A limited liability company (LLC) is a relatively business entity created by state law. LLCs typically have the advantages of both partnerships and corporations when it comes to taxation, management and personal liability. State laws vary with regard to LLCs. Accordingly, some states require that an LLC have a business purpose while others do not. LLCs are for-profit business entities, so even if a state does not require an official business purpose, an LLC should have a business purpose.
The IRS does not have a set classification for LLCs. Therefore, the IRS taxes an LLC either as a corporation, partnership or sole proprietorship depending on how the LLC owners, who are called members, elect to be taxed. In partnership or sole proprietorship taxation, the profits and losses from the LLC flow through to the individual members' personal income taxes. Under corporate taxation, the LLC gets taxed on its profits and the members get taxed on any income from the LLC. Even if an LLC elects to get taxed like a partnership, the LLC limits the personal liability of its members. In this way, an LLC is like a corporation.

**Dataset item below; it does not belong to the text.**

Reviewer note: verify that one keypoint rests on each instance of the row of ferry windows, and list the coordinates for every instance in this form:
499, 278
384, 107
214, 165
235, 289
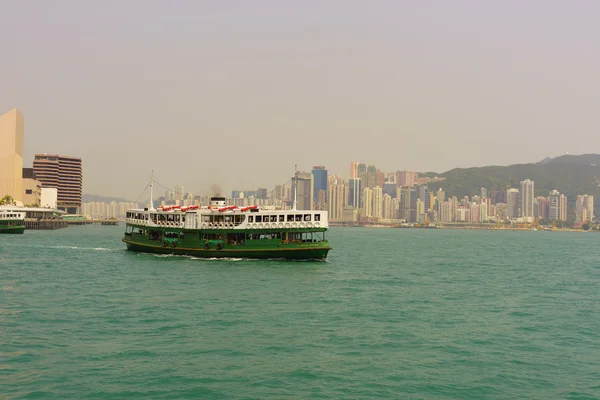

State law typically requires that, to form an LLC, the members must file articles of organization with the secretary of state of the individual state where the LLC will do business. State law varies on what information the members must include in the articles of organization. Under some states’ laws, the members must include a statement regarding the business purpose of the LLC. In many states, the members can put a general statement declaring the purpose of the LLC is for “all lawful business.” This language protects the LLC in the event that the business activities change to something the members did not originally anticipate.
Ultra vires is a legal doctrine that states any act a business entity takes that is outside the scope of its business purpose is invalid. Under this doctrine, for example, an LLC could be sued for acts it took outside the scope of what its stated business purpose was. In addition, contracts signed by the LLC in areas of commerce outside its business scope could be held unenforceable. However, the trend in modern business law has made ultra vires all but obsolete. Because most states allow an LLC to state in its business purpose clause that it intends to engage in “all lawful business,” it's virtually impossible for an LLC that has this language to exceed the scope of its business purpose.
While not all states require an LLC state its business purpose in its articles of organization, its good policy for an LLC to have a business purpose. In most cases, someone who sues an LLC cannot go after the personal assets of its members. This protection is called the “corporate veil.” However, courts will “pierce the corporate veil” in cases where fraud or misrepresentation exists. A typical example of this phenomenon occurs when someone forms an LLC solely for the purpose of hiding assets or using the corporate veil. Most courts will look to see if the LLC has an actual business purpose or if it's simply the “alter ego” of its owner when determining whether to pierce the corporate veil in litigation.